E nada obstante, talvez em razão de ser a Onça de Pitangui um lugarejo, a filharada de Velusiano e Inhana - a quinta esposa, que o sobreviveria - as relações entre as pessoas e famílias eram fortes e francas. E nesse contexto, quantas vezes não ouvi as tias comentarem atos, fatos e boatos relativos aos Camilo dos Santos.

Um tio de nome Zé Camilo era o mais mencionado nesse universo e, descendentes, chegamos a vê-lo uma vez pelo menos. Foi quando já residentes em Pitangui, ou ainda um pouco antes, fomos fazer-lhe uma visita numa casa bem central da cidade, situada na ponta do jardim triangular, onde por muitos anos o footing da moçada era passeio emblemático dos fins de semana, sobretudo.

E foi na era pre-footing nossa que chegamos à casa de Ti Zé Camilo. Magro, escalavrado, enfermo, sobre o leito ele nos recebeu com estoicismo incomum. Sentado, ele, alvo e não salvo de atenções, rolava uma garrafa d´água sob os pés, calçados de meias. Aquela cena nos marcou. O homem da garrafa e sua forma inabitual de a portar.

Não há de ter vivido muitos anos depois, pois a casa em que residia retornaria aos donos originais, um Senhor Gabriel Ribeiro e vasta família.

Se não fosse o arcanjo, Gabriel era um batalhador com sua fábrica de manteiga, terras cultivadas, e...bom, e uma perrada duns 12 filhos que precisava seguir seus estudos num centro maiorzinho, como era o caso de Pitangui em relação a Leandro Ferreira, uma aglomeração acintosamente descalça e desprovida até de mercado de trabalho.

Dos filhos de Ildefonso, tive duas colegas: Conceição, que comigo regulava comigo nos sete anos de idade, ao iniciarmos nossa trajetória escolar, e sua irmã um pouco mais velha, Cleusa que vi a pegar mais pra frente, mais alfabetizada e de faceirice abusada.
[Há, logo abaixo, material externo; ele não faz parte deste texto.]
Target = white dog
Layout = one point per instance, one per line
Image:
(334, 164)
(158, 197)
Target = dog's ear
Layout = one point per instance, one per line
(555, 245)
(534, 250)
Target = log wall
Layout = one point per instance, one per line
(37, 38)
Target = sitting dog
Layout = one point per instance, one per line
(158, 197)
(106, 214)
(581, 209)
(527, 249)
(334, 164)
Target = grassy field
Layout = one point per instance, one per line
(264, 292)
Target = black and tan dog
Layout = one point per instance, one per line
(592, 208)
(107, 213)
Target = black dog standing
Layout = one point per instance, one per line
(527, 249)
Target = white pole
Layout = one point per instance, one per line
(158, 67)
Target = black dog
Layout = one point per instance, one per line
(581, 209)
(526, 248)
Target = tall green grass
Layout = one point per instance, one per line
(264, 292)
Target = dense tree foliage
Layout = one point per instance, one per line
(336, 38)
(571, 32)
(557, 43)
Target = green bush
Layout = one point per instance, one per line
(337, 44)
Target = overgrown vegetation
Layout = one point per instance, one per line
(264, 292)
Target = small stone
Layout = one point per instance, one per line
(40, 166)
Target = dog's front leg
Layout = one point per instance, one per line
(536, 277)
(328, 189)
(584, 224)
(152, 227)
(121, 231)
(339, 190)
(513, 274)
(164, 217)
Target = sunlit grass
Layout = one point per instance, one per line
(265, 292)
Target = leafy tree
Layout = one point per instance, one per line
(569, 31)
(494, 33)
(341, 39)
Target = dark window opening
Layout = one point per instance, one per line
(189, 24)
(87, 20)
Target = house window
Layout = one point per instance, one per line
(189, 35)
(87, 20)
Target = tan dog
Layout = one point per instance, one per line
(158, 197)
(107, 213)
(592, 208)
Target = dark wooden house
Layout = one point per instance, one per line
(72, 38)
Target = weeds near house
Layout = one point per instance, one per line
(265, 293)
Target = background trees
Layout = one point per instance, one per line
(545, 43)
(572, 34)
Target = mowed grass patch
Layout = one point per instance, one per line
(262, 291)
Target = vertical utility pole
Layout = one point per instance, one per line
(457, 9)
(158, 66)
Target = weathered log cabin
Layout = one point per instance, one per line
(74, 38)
Mas foi por um tempo de nada.

Tempo mais curto, mas bem mais curtido foi quando, em viagem de retorno para Pitangui, do Pará de Minas, na companhia de Tibebé, sem chances de pegarmos o ônibus que por aqueles anos andavam com a demanda sempre em alta, eis que surgiu o Ildefonso - um bancário já veterano, oferecendo-nos uma carona na sua Rural Willys.

Embora de poeira e pedregulhos, a visão da estrada foi divina e cor-de-rosa para nós, todos abaixo ainda dos 15 anos e loucos por viagem de automóvel. E se a prosa corria solta entre os adultos

Hoje eu não chamaria a Rural de automóvel, mas por nada recusaria um passeio daqueles.